Maybe next week, maybe the week after that… but this week seemed most likely. Mr. Gaunt had told him he was a man who didn’t like to waste time, and Hugh was willing to take his word for it.
He looked forward to it.
It would break up the monotony.
He drank, he smoked, and when he finally passed out on the filthy sheets of the narrow bed in the other room at quarter of ten, he did it with a smile on his face.
3
Wilma jerzyck’s shift at Hemphill’s Market ended when the store closed at seven. She pulled into her own driveway at seven-fifteen.
Soft light spilled out through the drawn drapes across the livingroom window. She went in and sniffed. She could smell macaroni and cheese. Good enough… at least, so far.
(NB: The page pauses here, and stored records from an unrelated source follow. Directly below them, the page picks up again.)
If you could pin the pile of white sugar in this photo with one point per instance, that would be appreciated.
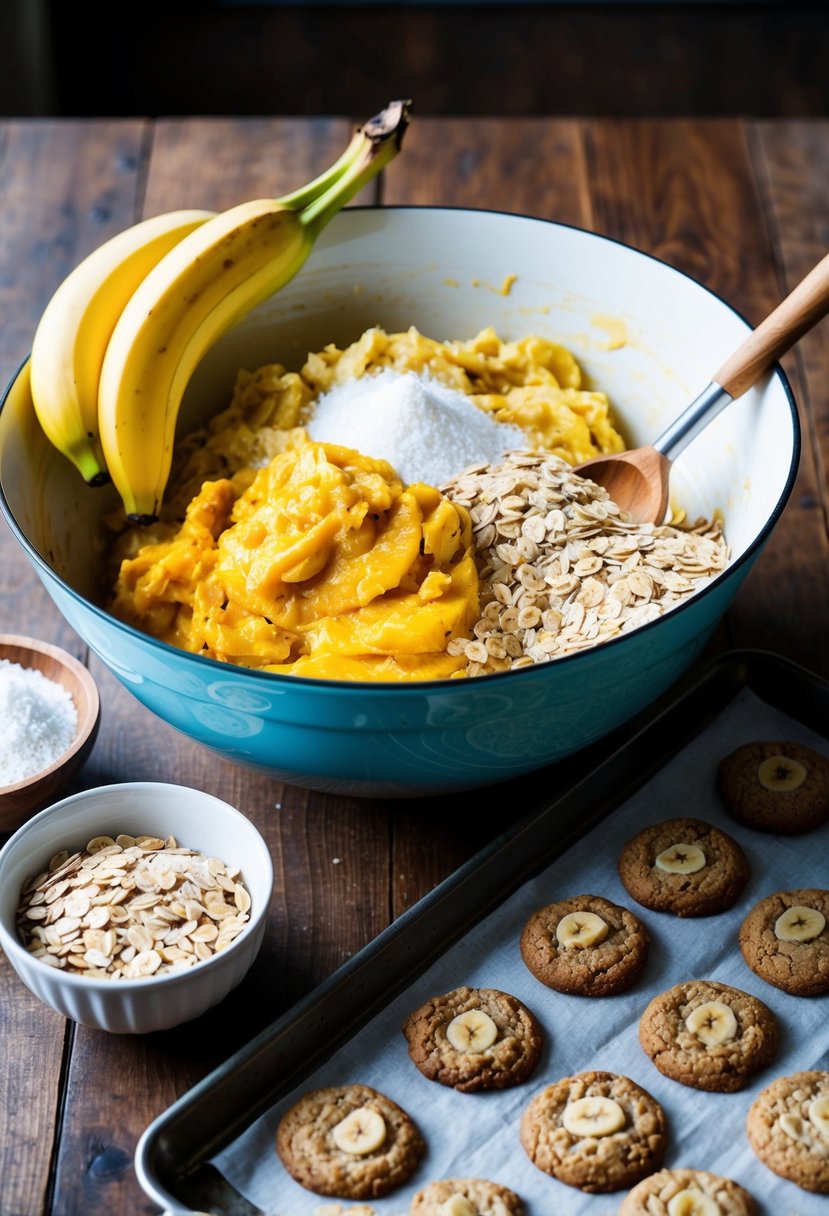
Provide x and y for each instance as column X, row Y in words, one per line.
column 427, row 431
column 39, row 721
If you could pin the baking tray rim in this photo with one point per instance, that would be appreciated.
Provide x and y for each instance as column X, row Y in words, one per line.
column 176, row 1147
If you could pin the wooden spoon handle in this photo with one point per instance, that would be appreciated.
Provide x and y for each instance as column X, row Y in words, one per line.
column 789, row 321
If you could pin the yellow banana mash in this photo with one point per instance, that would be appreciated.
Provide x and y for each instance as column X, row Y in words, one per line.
column 314, row 559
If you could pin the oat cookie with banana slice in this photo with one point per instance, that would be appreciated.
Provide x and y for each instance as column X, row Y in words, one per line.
column 688, row 1193
column 474, row 1039
column 788, row 1129
column 596, row 1131
column 684, row 866
column 349, row 1142
column 585, row 945
column 709, row 1035
column 779, row 787
column 785, row 940
column 466, row 1197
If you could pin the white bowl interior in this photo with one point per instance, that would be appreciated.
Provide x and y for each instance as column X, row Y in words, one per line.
column 445, row 271
column 197, row 820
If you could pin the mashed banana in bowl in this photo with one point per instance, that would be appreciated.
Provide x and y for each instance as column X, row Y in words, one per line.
column 310, row 558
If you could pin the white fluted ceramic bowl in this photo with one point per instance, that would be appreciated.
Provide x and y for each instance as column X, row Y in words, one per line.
column 198, row 821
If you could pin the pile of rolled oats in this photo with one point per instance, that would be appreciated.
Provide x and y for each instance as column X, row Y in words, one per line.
column 562, row 567
column 130, row 907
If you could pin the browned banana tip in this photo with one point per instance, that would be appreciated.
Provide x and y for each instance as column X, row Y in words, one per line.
column 390, row 123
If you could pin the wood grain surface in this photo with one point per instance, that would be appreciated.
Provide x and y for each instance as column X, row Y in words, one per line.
column 738, row 204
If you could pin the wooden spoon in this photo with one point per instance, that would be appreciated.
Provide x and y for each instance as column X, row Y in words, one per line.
column 638, row 479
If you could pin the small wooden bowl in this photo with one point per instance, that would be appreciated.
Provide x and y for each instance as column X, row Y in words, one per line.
column 24, row 798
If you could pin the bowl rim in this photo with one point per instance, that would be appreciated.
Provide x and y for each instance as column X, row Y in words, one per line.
column 405, row 687
column 85, row 730
column 13, row 949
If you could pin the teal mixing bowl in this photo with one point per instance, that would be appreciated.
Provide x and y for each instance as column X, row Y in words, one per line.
column 642, row 331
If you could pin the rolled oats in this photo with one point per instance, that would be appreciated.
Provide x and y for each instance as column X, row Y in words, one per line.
column 131, row 907
column 563, row 568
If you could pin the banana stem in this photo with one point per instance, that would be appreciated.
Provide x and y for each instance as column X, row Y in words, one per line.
column 299, row 198
column 373, row 146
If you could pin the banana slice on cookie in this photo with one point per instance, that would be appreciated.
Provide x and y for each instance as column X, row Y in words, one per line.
column 458, row 1205
column 782, row 773
column 800, row 923
column 712, row 1023
column 818, row 1114
column 692, row 1202
column 593, row 1116
column 681, row 859
column 580, row 929
column 362, row 1131
column 472, row 1031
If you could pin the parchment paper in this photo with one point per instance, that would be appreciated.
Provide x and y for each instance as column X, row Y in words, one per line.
column 477, row 1135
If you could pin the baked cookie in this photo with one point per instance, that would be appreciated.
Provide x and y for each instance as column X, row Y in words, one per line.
column 785, row 940
column 688, row 1193
column 708, row 1035
column 788, row 1127
column 585, row 945
column 474, row 1039
column 349, row 1142
column 776, row 787
column 466, row 1197
column 596, row 1131
column 683, row 866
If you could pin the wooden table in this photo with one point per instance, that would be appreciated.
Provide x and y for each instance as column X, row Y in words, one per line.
column 738, row 204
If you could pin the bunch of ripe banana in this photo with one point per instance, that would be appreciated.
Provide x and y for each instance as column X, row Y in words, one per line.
column 124, row 332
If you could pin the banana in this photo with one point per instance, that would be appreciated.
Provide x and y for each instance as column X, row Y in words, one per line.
column 457, row 1205
column 203, row 286
column 580, row 929
column 472, row 1031
column 593, row 1116
column 818, row 1114
column 74, row 328
column 799, row 923
column 360, row 1132
column 681, row 859
column 795, row 1127
column 692, row 1202
column 714, row 1023
column 780, row 773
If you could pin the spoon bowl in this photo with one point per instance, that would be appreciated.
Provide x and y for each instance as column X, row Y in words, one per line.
column 638, row 479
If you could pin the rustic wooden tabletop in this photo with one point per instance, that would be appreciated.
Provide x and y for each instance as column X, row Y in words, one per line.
column 739, row 204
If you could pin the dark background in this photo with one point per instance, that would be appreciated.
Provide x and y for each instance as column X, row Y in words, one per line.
column 454, row 57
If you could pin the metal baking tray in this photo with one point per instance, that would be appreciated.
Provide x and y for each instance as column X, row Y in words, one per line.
column 173, row 1157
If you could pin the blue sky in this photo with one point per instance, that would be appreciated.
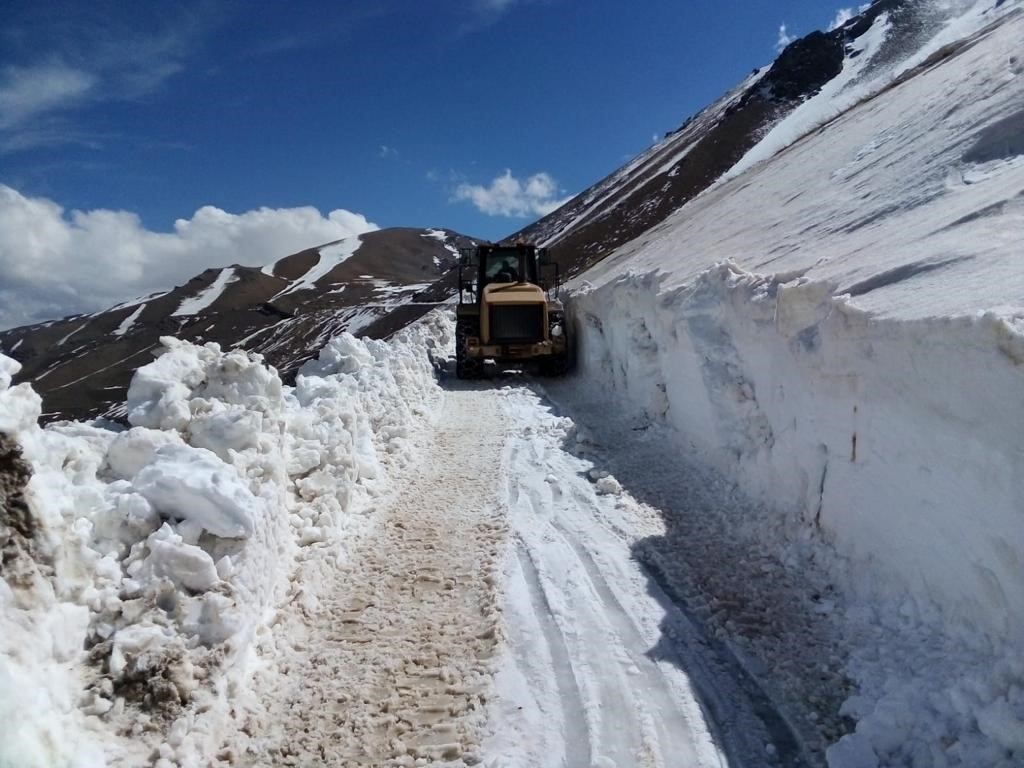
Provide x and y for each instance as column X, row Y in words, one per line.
column 381, row 108
column 473, row 115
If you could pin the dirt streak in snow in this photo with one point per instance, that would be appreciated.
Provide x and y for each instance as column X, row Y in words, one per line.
column 396, row 658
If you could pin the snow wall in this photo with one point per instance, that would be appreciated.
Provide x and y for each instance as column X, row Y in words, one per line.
column 140, row 565
column 889, row 449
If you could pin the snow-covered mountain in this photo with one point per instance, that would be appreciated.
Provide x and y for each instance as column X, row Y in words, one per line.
column 774, row 517
column 372, row 285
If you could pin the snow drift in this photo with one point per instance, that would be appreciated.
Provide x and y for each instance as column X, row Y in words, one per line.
column 140, row 563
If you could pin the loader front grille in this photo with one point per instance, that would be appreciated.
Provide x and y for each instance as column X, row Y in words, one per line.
column 516, row 324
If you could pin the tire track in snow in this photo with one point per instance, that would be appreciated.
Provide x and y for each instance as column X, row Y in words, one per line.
column 392, row 666
column 670, row 723
column 633, row 716
column 573, row 717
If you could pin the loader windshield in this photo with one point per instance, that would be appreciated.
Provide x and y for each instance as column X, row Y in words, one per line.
column 509, row 265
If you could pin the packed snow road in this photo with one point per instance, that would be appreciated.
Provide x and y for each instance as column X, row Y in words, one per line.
column 497, row 616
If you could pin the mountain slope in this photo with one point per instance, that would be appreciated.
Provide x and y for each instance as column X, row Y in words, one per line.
column 692, row 158
column 373, row 285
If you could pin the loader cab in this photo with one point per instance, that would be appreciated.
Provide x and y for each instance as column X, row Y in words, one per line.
column 495, row 264
column 509, row 310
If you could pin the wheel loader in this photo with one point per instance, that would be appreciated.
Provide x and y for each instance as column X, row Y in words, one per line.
column 509, row 310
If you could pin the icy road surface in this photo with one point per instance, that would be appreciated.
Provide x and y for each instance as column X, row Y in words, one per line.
column 498, row 617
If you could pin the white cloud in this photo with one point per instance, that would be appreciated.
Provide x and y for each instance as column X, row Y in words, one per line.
column 845, row 14
column 507, row 196
column 29, row 91
column 842, row 16
column 53, row 263
column 783, row 38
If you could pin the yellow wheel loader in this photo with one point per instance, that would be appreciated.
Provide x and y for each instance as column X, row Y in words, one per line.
column 509, row 310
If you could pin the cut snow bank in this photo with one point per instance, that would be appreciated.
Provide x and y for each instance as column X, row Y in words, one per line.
column 840, row 330
column 141, row 564
column 888, row 450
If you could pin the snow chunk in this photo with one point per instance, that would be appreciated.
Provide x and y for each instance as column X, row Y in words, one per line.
column 185, row 564
column 187, row 483
column 133, row 450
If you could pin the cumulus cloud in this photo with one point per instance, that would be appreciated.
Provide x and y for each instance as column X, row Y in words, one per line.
column 507, row 196
column 784, row 38
column 53, row 263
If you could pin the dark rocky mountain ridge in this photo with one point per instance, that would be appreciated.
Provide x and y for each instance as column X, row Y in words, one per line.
column 82, row 365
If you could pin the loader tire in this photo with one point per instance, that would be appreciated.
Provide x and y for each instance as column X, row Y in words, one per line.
column 465, row 367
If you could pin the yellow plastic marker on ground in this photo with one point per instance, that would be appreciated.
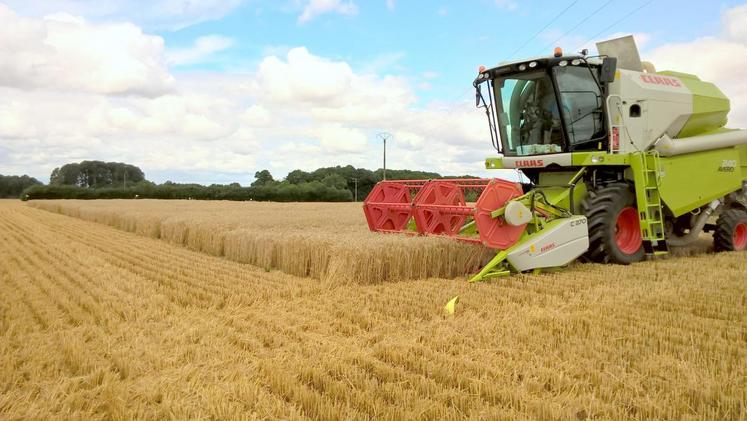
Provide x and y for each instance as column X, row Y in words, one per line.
column 450, row 307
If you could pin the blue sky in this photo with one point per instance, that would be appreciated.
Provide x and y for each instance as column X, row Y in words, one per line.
column 212, row 91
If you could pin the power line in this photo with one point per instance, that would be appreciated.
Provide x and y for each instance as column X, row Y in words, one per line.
column 543, row 28
column 632, row 12
column 599, row 9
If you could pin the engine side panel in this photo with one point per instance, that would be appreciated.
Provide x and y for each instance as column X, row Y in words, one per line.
column 693, row 180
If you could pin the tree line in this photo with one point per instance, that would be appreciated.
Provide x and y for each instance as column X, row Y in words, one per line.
column 116, row 180
column 13, row 185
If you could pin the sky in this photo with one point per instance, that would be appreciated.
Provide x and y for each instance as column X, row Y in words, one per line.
column 211, row 91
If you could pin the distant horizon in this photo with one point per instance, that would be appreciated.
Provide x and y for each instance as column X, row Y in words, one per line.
column 211, row 91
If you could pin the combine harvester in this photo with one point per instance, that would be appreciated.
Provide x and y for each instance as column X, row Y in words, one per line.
column 623, row 162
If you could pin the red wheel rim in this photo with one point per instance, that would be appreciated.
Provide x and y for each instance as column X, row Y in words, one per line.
column 628, row 231
column 740, row 236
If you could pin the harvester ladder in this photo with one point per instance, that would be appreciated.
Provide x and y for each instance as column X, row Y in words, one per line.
column 649, row 206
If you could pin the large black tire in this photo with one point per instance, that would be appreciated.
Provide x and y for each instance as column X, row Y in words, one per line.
column 731, row 231
column 614, row 228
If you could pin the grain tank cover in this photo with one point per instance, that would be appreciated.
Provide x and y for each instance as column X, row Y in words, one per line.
column 710, row 106
column 625, row 50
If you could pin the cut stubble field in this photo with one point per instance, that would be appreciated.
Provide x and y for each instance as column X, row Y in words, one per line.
column 100, row 323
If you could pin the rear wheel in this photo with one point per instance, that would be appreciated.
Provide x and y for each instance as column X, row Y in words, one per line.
column 731, row 231
column 614, row 226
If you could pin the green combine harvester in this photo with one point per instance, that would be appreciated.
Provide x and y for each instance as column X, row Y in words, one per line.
column 622, row 162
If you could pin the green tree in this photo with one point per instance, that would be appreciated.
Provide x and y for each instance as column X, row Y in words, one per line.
column 263, row 178
column 96, row 174
column 13, row 185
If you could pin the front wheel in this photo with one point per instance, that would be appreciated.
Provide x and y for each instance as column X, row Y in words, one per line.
column 731, row 231
column 614, row 225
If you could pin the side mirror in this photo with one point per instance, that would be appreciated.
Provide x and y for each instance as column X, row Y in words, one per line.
column 609, row 67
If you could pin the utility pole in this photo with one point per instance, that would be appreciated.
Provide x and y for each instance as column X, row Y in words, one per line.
column 355, row 180
column 384, row 136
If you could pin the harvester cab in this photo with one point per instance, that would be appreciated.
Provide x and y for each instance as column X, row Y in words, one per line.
column 622, row 162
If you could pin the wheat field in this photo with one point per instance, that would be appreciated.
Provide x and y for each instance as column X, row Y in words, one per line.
column 100, row 323
column 330, row 242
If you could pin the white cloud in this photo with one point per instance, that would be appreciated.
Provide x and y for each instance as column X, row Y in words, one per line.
column 202, row 48
column 719, row 59
column 63, row 52
column 507, row 4
column 293, row 110
column 338, row 139
column 159, row 14
column 734, row 23
column 315, row 8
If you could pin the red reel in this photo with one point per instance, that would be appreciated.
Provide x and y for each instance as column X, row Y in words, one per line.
column 496, row 233
column 387, row 207
column 440, row 208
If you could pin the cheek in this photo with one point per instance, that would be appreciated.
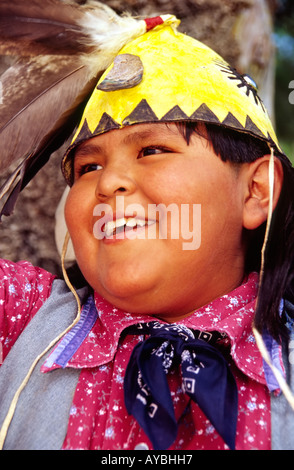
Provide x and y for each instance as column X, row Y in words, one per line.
column 77, row 211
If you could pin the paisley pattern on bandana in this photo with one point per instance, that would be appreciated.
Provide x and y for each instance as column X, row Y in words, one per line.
column 98, row 417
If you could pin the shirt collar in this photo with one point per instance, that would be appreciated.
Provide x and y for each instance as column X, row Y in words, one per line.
column 94, row 340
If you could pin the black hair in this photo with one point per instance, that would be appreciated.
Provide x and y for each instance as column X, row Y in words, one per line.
column 277, row 282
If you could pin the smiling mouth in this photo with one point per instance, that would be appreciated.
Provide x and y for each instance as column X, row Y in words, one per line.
column 115, row 227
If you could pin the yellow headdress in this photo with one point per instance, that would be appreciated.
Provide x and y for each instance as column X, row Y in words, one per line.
column 164, row 76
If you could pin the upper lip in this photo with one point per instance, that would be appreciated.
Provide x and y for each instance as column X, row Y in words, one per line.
column 116, row 220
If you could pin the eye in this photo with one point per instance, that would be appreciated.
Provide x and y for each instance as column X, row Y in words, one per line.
column 87, row 168
column 156, row 150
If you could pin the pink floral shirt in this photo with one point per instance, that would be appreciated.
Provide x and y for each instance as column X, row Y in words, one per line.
column 98, row 418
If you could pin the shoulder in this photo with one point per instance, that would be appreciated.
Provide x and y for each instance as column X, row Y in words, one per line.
column 23, row 290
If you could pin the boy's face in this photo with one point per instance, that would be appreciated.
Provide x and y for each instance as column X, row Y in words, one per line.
column 171, row 266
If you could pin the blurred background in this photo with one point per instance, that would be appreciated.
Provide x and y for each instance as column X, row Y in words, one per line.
column 255, row 36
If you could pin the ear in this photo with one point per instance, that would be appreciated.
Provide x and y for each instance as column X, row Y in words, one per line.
column 257, row 193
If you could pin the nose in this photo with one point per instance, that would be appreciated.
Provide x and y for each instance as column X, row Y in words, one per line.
column 115, row 179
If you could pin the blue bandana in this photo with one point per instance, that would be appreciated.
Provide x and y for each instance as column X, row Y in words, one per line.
column 206, row 379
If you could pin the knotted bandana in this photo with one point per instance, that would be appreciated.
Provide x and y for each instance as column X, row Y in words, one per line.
column 206, row 379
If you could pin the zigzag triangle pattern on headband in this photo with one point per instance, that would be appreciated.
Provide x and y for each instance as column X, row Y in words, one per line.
column 143, row 113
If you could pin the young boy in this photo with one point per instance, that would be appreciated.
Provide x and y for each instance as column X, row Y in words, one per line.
column 167, row 212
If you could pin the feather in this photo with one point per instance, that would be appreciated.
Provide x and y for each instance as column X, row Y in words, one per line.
column 36, row 27
column 61, row 49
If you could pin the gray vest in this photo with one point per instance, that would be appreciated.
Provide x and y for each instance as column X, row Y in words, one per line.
column 41, row 415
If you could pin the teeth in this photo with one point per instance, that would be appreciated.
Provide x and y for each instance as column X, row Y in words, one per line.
column 111, row 226
column 131, row 223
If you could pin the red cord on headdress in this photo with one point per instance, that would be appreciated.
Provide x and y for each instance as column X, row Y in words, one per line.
column 152, row 22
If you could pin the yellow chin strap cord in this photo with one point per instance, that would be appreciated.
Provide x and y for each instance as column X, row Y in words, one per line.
column 9, row 416
column 258, row 337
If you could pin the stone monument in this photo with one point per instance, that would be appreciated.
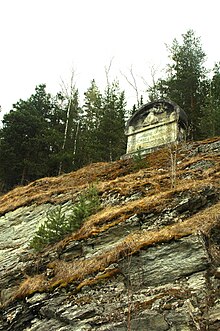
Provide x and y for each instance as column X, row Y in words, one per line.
column 153, row 125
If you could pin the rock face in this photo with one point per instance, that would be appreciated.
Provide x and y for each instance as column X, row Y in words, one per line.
column 149, row 260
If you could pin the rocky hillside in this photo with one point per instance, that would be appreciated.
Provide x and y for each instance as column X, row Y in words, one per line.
column 147, row 260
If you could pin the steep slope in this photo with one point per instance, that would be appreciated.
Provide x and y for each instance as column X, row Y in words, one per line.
column 148, row 260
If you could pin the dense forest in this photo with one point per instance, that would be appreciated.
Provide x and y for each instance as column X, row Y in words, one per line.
column 48, row 135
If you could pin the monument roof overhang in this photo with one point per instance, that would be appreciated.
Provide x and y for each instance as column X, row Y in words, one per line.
column 170, row 106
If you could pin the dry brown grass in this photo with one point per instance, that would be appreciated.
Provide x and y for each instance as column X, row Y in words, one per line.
column 118, row 175
column 77, row 271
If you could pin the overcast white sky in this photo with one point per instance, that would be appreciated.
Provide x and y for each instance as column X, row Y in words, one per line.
column 42, row 40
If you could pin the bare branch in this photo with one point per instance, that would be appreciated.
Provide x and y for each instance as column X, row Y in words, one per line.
column 107, row 70
column 132, row 83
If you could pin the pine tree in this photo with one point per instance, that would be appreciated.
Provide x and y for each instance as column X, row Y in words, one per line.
column 186, row 80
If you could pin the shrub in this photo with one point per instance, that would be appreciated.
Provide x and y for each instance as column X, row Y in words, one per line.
column 139, row 162
column 60, row 223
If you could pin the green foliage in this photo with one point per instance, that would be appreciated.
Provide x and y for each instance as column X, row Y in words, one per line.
column 59, row 223
column 139, row 162
column 186, row 79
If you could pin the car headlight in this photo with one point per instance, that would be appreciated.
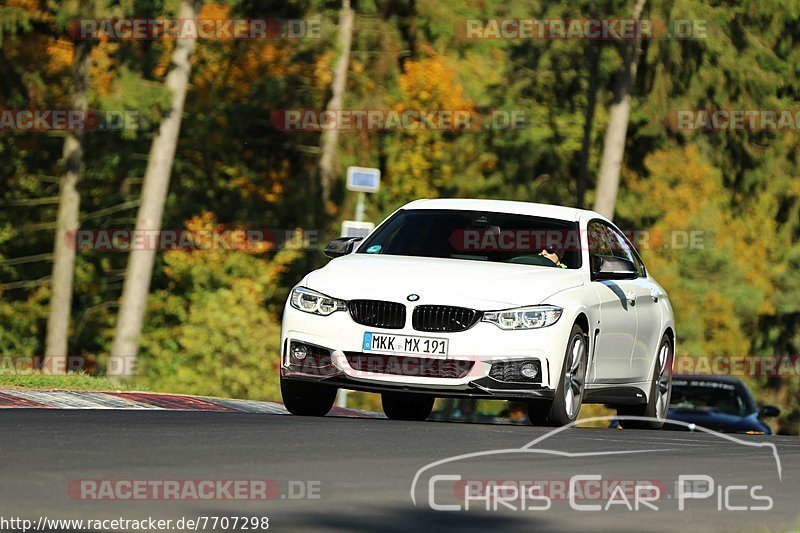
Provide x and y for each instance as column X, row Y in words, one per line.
column 537, row 316
column 315, row 302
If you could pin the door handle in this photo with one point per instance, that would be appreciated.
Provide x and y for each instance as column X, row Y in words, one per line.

Pete was sprawled on the couch with his shoes off, watching Wheel of Fortune. The Portland Press-Herald was in his lap.
“I read your note,” he said, sitting up quickly and putting the paper aside. “I put in the casserole. It’ll be ready by seven-thirty.”
He looked at her with earnest and slightly anxious brown eyes.
Like a dog with a strong urge to please, Pete jerzyck had been house-trained early and quite well. He had his lapses, but it had been a long time since she’d come in and found him lying on the couch with his shoes on, a longer one since he’d dared to light up his pipe in the house, and it would be a snowy day in August when he took a piss without remembering to put the ring back down after he was through.